FAIREST of valleys, in this full-bloomed night,
Whose air so lullingly,
Whose dusk so understandingly
Embraces us, and gives us more than light,

O happy valley, with your poplars manned
Beneath the visiting moon,
And talking to the loitering moon,
Vast as desire, and by an owl-call spanned,

Perfection is your name; yet (foolish prayer!)
Well would it be for some,
And safer your dim grace for some,
If nothing in your presence could compare

With a far place. That shuttered lampless mill,
Those white-glanced pools are like,
These tangled cliffs are all too like
A valley where our dream-selves tremble still.

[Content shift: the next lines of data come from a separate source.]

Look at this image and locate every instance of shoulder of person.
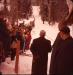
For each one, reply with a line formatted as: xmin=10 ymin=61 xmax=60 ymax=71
xmin=32 ymin=37 xmax=41 ymax=42
xmin=69 ymin=36 xmax=73 ymax=40
xmin=45 ymin=38 xmax=51 ymax=44
xmin=33 ymin=38 xmax=39 ymax=41
xmin=71 ymin=37 xmax=73 ymax=42
xmin=68 ymin=36 xmax=73 ymax=43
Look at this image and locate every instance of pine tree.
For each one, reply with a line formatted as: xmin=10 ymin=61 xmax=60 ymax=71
xmin=17 ymin=0 xmax=32 ymax=19
xmin=3 ymin=0 xmax=9 ymax=17
xmin=9 ymin=0 xmax=32 ymax=25
xmin=40 ymin=0 xmax=49 ymax=24
xmin=10 ymin=0 xmax=18 ymax=25
xmin=0 ymin=0 xmax=9 ymax=18
xmin=39 ymin=0 xmax=69 ymax=24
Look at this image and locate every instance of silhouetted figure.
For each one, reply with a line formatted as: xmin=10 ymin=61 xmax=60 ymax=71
xmin=49 ymin=26 xmax=73 ymax=75
xmin=10 ymin=29 xmax=17 ymax=60
xmin=0 ymin=72 xmax=2 ymax=75
xmin=52 ymin=24 xmax=66 ymax=53
xmin=0 ymin=18 xmax=11 ymax=60
xmin=30 ymin=30 xmax=51 ymax=75
xmin=16 ymin=29 xmax=24 ymax=54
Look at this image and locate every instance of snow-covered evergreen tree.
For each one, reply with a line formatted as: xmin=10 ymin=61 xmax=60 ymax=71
xmin=17 ymin=0 xmax=32 ymax=19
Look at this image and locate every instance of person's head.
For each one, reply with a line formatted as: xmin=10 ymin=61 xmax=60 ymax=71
xmin=60 ymin=26 xmax=70 ymax=40
xmin=40 ymin=30 xmax=46 ymax=38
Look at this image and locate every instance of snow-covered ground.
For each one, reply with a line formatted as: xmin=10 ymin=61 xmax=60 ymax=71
xmin=0 ymin=50 xmax=33 ymax=74
xmin=0 ymin=6 xmax=73 ymax=74
xmin=0 ymin=51 xmax=51 ymax=74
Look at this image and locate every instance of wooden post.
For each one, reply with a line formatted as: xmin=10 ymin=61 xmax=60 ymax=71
xmin=15 ymin=40 xmax=20 ymax=74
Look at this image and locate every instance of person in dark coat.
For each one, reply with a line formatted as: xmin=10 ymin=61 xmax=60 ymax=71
xmin=0 ymin=18 xmax=11 ymax=60
xmin=10 ymin=29 xmax=17 ymax=61
xmin=52 ymin=24 xmax=66 ymax=52
xmin=30 ymin=30 xmax=51 ymax=75
xmin=49 ymin=24 xmax=65 ymax=75
xmin=49 ymin=26 xmax=73 ymax=75
xmin=16 ymin=29 xmax=25 ymax=54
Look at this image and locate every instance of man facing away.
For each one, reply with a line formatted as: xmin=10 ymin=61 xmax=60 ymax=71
xmin=30 ymin=30 xmax=51 ymax=75
xmin=49 ymin=26 xmax=73 ymax=75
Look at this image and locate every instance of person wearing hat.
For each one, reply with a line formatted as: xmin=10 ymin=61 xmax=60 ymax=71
xmin=49 ymin=26 xmax=73 ymax=75
xmin=30 ymin=30 xmax=51 ymax=75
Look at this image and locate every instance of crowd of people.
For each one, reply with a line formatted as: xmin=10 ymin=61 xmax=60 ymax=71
xmin=0 ymin=18 xmax=32 ymax=65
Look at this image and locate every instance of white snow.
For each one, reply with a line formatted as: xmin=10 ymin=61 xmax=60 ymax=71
xmin=0 ymin=51 xmax=51 ymax=74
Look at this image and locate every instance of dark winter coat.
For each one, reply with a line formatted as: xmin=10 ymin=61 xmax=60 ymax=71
xmin=0 ymin=18 xmax=11 ymax=57
xmin=30 ymin=37 xmax=51 ymax=75
xmin=49 ymin=36 xmax=73 ymax=75
xmin=52 ymin=32 xmax=63 ymax=50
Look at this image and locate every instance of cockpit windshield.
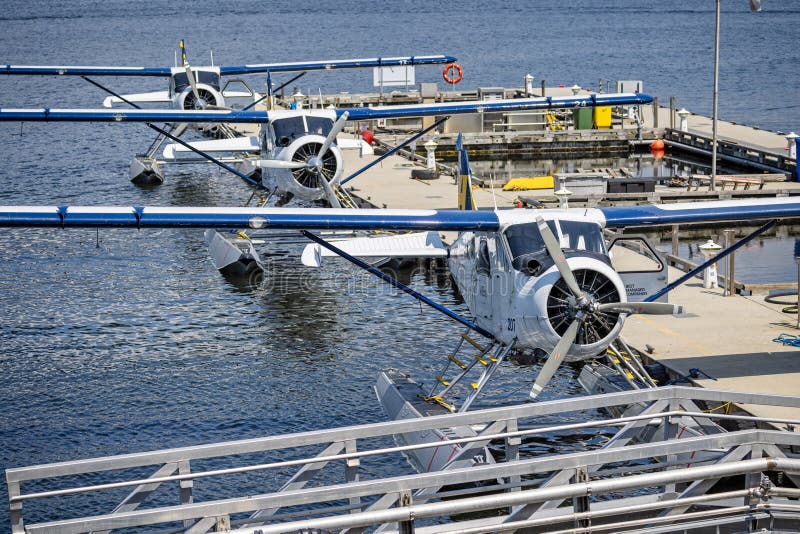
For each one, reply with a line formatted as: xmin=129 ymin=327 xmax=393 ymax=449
xmin=271 ymin=116 xmax=334 ymax=147
xmin=171 ymin=71 xmax=221 ymax=93
xmin=505 ymin=220 xmax=606 ymax=260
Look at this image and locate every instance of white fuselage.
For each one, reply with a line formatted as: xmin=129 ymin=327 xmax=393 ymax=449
xmin=448 ymin=210 xmax=627 ymax=360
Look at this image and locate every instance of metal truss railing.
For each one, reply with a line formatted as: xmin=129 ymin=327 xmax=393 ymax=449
xmin=6 ymin=386 xmax=800 ymax=533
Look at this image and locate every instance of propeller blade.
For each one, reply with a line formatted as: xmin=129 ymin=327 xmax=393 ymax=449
xmin=318 ymin=111 xmax=349 ymax=162
xmin=597 ymin=302 xmax=684 ymax=315
xmin=184 ymin=64 xmax=202 ymax=107
xmin=536 ymin=216 xmax=585 ymax=301
xmin=318 ymin=170 xmax=342 ymax=208
xmin=530 ymin=317 xmax=582 ymax=399
xmin=254 ymin=159 xmax=307 ymax=169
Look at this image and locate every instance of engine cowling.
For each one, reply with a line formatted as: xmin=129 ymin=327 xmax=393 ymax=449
xmin=522 ymin=255 xmax=626 ymax=361
xmin=267 ymin=135 xmax=344 ymax=202
xmin=177 ymin=85 xmax=224 ymax=110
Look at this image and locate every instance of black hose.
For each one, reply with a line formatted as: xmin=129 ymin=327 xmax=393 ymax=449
xmin=764 ymin=290 xmax=799 ymax=314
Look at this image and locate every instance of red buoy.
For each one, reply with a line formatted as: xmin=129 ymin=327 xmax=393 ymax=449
xmin=361 ymin=129 xmax=374 ymax=144
xmin=650 ymin=139 xmax=665 ymax=151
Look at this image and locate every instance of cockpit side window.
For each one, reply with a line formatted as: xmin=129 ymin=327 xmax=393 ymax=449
xmin=476 ymin=238 xmax=491 ymax=275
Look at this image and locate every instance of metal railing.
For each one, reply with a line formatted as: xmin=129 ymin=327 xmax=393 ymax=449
xmin=6 ymin=386 xmax=800 ymax=533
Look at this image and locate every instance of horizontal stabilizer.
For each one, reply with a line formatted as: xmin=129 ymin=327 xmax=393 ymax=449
xmin=301 ymin=231 xmax=447 ymax=267
xmin=102 ymin=91 xmax=171 ymax=108
xmin=336 ymin=137 xmax=374 ymax=156
xmin=163 ymin=136 xmax=260 ymax=159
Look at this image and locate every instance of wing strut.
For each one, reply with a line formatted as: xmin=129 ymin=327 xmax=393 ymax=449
xmin=242 ymin=71 xmax=306 ymax=112
xmin=644 ymin=219 xmax=777 ymax=302
xmin=80 ymin=76 xmax=264 ymax=190
xmin=300 ymin=230 xmax=493 ymax=339
xmin=339 ymin=116 xmax=450 ymax=186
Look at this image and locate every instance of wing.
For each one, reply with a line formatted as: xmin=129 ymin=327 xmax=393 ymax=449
xmin=219 ymin=55 xmax=457 ymax=75
xmin=301 ymin=231 xmax=447 ymax=267
xmin=0 ymin=92 xmax=654 ymax=123
xmin=342 ymin=92 xmax=653 ymax=121
xmin=162 ymin=136 xmax=260 ymax=159
xmin=3 ymin=55 xmax=456 ymax=77
xmin=5 ymin=197 xmax=800 ymax=230
xmin=0 ymin=206 xmax=500 ymax=230
xmin=596 ymin=197 xmax=800 ymax=228
xmin=2 ymin=65 xmax=173 ymax=76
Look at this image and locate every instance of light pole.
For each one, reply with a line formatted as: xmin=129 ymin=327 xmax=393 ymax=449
xmin=711 ymin=0 xmax=721 ymax=191
xmin=712 ymin=2 xmax=761 ymax=191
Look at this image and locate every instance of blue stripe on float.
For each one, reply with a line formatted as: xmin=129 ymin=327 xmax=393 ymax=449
xmin=0 ymin=207 xmax=501 ymax=231
xmin=600 ymin=200 xmax=800 ymax=228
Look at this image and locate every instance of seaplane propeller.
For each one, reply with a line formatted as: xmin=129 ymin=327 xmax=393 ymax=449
xmin=530 ymin=216 xmax=684 ymax=399
xmin=181 ymin=64 xmax=226 ymax=111
xmin=252 ymin=111 xmax=350 ymax=205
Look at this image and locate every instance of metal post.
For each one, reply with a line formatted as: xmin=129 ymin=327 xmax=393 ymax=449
xmin=671 ymin=225 xmax=679 ymax=256
xmin=796 ymin=257 xmax=800 ymax=330
xmin=398 ymin=491 xmax=415 ymax=534
xmin=669 ymin=96 xmax=676 ymax=129
xmin=653 ymin=96 xmax=659 ymax=128
xmin=724 ymin=229 xmax=735 ymax=296
xmin=573 ymin=466 xmax=590 ymax=530
xmin=541 ymin=79 xmax=546 ymax=98
xmin=711 ymin=0 xmax=721 ymax=191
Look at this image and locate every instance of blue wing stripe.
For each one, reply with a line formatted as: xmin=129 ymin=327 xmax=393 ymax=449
xmin=4 ymin=55 xmax=457 ymax=77
xmin=0 ymin=109 xmax=270 ymax=123
xmin=0 ymin=207 xmax=501 ymax=231
xmin=219 ymin=55 xmax=457 ymax=75
xmin=340 ymin=93 xmax=653 ymax=121
xmin=0 ymin=93 xmax=653 ymax=123
xmin=600 ymin=198 xmax=800 ymax=227
xmin=3 ymin=65 xmax=172 ymax=76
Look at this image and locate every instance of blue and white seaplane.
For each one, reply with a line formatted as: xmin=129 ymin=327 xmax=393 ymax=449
xmin=0 ymin=91 xmax=652 ymax=200
xmin=0 ymin=92 xmax=654 ymax=275
xmin=4 ymin=40 xmax=458 ymax=184
xmin=1 ymin=132 xmax=798 ymax=473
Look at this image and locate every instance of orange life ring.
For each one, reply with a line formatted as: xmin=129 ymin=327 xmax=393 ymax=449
xmin=442 ymin=63 xmax=463 ymax=84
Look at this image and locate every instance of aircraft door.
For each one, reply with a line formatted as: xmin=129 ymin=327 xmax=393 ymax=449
xmin=474 ymin=236 xmax=494 ymax=322
xmin=607 ymin=235 xmax=669 ymax=302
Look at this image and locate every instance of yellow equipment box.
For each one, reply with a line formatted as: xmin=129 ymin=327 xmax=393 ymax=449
xmin=593 ymin=106 xmax=612 ymax=129
xmin=502 ymin=176 xmax=554 ymax=191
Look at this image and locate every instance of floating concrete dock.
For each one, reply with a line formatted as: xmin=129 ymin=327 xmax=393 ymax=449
xmin=338 ymin=131 xmax=800 ymax=426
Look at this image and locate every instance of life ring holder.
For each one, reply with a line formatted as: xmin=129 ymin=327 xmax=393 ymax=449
xmin=442 ymin=63 xmax=463 ymax=84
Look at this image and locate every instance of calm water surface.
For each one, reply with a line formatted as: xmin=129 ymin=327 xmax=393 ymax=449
xmin=0 ymin=1 xmax=798 ymax=527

The wires and poles that cut the ridge and sky,
The blackness of these groves,
The secret paths of river-groves,
These fits and starts of sound, identify.

My feet, along this road, above that stream,
Drop into marching-time,
Make wild arithmetic of time --
So like this valley and that dead one seem.

Resemble less, warm vale! that vale of tears;
Some signs and shades forego.
Cause not our very joy to go
Among old valley-tombs of flesh and blood and years.